Montecito Hot Springs
These magical milky springs are putting out some major vibes and have been lighting up Instagram over the past year. The correct trail to search for is the Hot Springs Canyon Trail. This is a 3.7 mile heavily trafficked loop trail located near Santa Barbara.
Be prepared for these springs to be crowded and rocky. Get there early as the pools fill up fast.
Iva Bell Hot Springs
Hidden back in the Eastern Sierra mountain range, you’ll find over 6 natural hot springs with stunning views looking out across the Sierra Nevadas. While both the views and tubs are well worth the travel, getting to these hot springs is not for the faint of heart and comes with some preparation.
There are a few ways to hike into the Iva Bell Hot Springs. The first, and the “easiest” way is to enter from the Fish Creek trailhead in the Ansel Adams Wilderness Area, near Mammoth California. To soak in these hot springs requires a +25 mile roundtrip hike, about 12.5 miles in and out, and a vigorous 4,000ft elevation gain. Yes, you did the math correctly, that’s a little too long for a one-day trip. You will need to backpack into the hot springs where you can easily find camping around the pools. Even for an experienced hiker – this is quite the trek. I would recommend doing this over a two or three-day period.
Travertine Hot Springs
Located in the Sierra Mountain Range, the sparsely populated region of California is notable for its dry terrain, aesthetic mountains, and big skies. You can visit about 20 hot springs along 395 but the Travertine Hot Springs are definitely ones to put on your list. Travertine Hot Springs has a small cement tub at the top, with three rock tubs at the bottom and a small land spring further back. The tubs run around 98 degrees (F) – 120 degrees (F) in the summer months. While they seem remote, they are very easy to get to. They are located just fifteen minutes outside of Bridgeport and the dirt road to the hot springs can be navigated by a car or even a small RV. Along with the soothing, relaxing waters, you will also be treated to stunning Sierra Mountain views. Soaking at the Travertine hot springs is free and is located on state land.

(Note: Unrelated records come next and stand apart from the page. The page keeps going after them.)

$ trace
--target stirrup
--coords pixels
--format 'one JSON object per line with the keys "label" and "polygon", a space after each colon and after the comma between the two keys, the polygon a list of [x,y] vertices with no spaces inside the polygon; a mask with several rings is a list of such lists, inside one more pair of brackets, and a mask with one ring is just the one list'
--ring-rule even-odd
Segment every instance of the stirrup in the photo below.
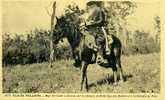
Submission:
{"label": "stirrup", "polygon": [[102,64],[102,63],[104,63],[104,59],[102,58],[101,55],[97,56],[97,58],[96,58],[96,63],[97,63],[97,64]]}

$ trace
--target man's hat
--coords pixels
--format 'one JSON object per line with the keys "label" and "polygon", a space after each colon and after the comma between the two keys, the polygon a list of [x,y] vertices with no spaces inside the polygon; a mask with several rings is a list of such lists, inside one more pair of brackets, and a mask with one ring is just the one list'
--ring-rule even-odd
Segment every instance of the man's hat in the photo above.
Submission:
{"label": "man's hat", "polygon": [[87,2],[87,6],[97,5],[98,7],[101,7],[102,1],[89,1]]}

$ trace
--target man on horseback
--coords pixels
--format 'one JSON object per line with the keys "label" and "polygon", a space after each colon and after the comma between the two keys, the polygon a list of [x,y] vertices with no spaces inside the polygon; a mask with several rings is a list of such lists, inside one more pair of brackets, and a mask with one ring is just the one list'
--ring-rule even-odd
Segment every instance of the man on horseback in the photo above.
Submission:
{"label": "man on horseback", "polygon": [[103,61],[103,48],[105,54],[110,55],[110,48],[108,47],[109,37],[107,35],[107,16],[105,10],[102,8],[101,2],[90,1],[87,3],[88,17],[86,18],[86,28],[89,33],[92,33],[96,39],[98,46],[97,60]]}

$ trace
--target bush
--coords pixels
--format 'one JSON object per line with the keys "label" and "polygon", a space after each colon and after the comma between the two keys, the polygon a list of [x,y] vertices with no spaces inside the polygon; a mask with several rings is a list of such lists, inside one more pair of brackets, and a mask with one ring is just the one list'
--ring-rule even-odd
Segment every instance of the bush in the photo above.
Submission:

While these are definitely not the only hot springs in California, they are some of my favorites and ones that you should add to your to-do list if you are driving through California!
If you are interested in finding more natural hot springs in California, visit my Google Map of California.
This should go without saying, but remember to be respectful of the springs. Too many people are leaving behind trash, empty beer bottles, clothes, shoes, and whatever else. While there are not typically trash cans, you are in charge of your belongings. Please carry out all of your trash and try to leave it better than you found it.